C. LA QUESTION ALBANAISE TOUJOURS EN SUSPENS : UN FACTEUR DE RISQUES POUR LA STABILITÉ RÉGIONALE

Au-delà de l'ouverture diplomatique qui lui a permis, depuis 1992 de diversifier et de conforter ses relations extérieures, la question internationale majeure pour l'Albanie demeure celle de ses relations avec la Serbie et la Macédoine, liée à la situation des populations albanaises qui y résident. Le nouveau gouvernement albanais manifeste une réelle volonté d'apaisement mais pour autant, la situation politique au Kosovo et en Macédoine reste très incertaine et constitue toujours un facteur de risque important pour la stabilité de la région.

1. La question du Kosovo, source d'antagonisme avec la république fédérale de Yougoslavie et principal foyer de tension régionale

Relativement limités au Monténégro, qui compte dans sa population 200 000 Albanais, mais qui se trouve lui aussi confronté à des relations difficiles avec la Serbie, son partenaire dans la république fédérale de Yougoslavie, les problèmes liés au statut politique et à la situation des populations albanaises sont beaucoup plus aigus dans la région du Kosovo, intégrée à la Serbie.

Situé dans la partie méridionale de la Serbie, le Kosovo compte environ 2 millions d'habitants, dont 1 800 000 Albanais , soit 90% de la population . En dépit de cette réalité démographique, la Serbie considère le Kosovo comme l'un de ses territoires historiques, le coeur de la Serbie médiévale vidé de sa population slave lors de l'invasion ottomane. Les Albanais du Kosovo aspirent pour leur part à l'indépendance et ont proclamé en 1990 leur République avec pour Président M. Ibrahim Rugova. Les autorités de Belgrade sont jusqu'à présent restées intransigeantes sur les revendications autonomistes et, depuis l'instauration de l'état d'exception en 1989, maintiennent au Kosovo un dispositif policier important qui mène une forte action répressive.

La question du Kosovo occupe une place centrale dans l'antagonisme historique qui oppose Albanais et Serbes . Toutefois, vos rapporteurs ont eu le sentiment que le thème de la " Grande Albanie " ethnique n'apparaissait guère dans la vie politique albanaise, même s'il est clair que l'ensemble des formations politiques conteste l'attitude du gouvernement serbe et soutient les aspirations des Albanais du Kosovo.

Le nouveau gouvernement albanais adopte sur ce dossier un ton beaucoup plus modéré que son prédécesseur afin de ne pas attiser les tensions et il préconise le dialogue et la recherche d'une solution négociée. La volonté de nouer des relations moins passionnelles avec Belgrade s'est illustrée de manière spectaculaire lors du dernier sommet balkanique qui se déroulait en Crête au début du mois de novembre 1997 et au cours duquel le premier ministre albanais, M. Fatos Nano, a rencontré M. Milosevic . Ce geste sans précédent dans l'histoire récente des relations entre les deux pays n'a pas valu à M. Nano que des soutiens à Tirana et surtout au Kosovo, mais il témoigne du souhait de Tirana d'obtenir des avancées concrètes, par exemple sur la question de l'enseignement par la mise en oeuvre des accords Rugova-Milosevic.
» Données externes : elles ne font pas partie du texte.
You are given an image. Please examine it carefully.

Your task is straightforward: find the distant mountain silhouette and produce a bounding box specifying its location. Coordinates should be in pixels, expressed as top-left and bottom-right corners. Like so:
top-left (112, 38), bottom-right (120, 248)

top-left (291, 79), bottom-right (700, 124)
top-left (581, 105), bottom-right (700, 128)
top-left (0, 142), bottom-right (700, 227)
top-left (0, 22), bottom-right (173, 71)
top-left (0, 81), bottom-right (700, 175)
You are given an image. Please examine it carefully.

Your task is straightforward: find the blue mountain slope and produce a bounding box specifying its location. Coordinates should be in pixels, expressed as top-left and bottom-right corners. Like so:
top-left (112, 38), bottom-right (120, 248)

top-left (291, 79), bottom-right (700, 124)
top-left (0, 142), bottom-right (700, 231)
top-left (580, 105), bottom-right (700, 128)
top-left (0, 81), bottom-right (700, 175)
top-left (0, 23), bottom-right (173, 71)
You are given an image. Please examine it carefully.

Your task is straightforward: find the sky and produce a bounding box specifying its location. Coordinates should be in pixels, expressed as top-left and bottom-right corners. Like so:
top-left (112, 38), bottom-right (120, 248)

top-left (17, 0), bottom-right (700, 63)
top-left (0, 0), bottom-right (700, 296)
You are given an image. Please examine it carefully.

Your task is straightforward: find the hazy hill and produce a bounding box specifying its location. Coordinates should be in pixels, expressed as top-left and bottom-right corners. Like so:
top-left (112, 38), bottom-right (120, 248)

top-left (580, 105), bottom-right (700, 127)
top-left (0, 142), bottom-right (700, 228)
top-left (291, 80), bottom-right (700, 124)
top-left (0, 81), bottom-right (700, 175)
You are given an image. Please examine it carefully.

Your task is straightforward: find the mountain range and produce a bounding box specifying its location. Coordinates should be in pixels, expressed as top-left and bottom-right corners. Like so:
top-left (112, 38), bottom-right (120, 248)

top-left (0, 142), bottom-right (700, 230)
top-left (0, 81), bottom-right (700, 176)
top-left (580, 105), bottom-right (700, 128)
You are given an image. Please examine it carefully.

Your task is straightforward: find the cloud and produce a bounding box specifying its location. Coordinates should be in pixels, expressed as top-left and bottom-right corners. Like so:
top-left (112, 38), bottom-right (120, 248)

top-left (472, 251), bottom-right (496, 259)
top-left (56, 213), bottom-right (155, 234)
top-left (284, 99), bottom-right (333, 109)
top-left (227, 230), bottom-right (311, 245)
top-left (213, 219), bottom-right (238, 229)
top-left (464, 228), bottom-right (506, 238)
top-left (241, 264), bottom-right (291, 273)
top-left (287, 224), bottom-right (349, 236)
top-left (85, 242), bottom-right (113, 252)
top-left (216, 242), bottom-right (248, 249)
En dépit de la modération des nouveaux dirigeants albanais, on ne constate malheureusement aucun signe d'apaisement de la situation au Kosovo . Les autorités de Belgrade, sans doute confortées par l'affaiblissement actuel de l'Albanie sur la scène régionale, demeurent inflexibles alors que les populations albanaises, et en premier lieu les étudiants, continuent de manifester contre la politique de la Serbie. On ne peut écarter le risque d'une radicalisation de certains mouvements albanais du Kosovo , tout en soulignant qu'un nombre important d'armes volées dans les dépôts militaires d'Albanie l'hiver dernier ayant vraisemblablement franchi la frontière, les conséquences d'une telle évolution seraient très graves pour la stabilité régionale.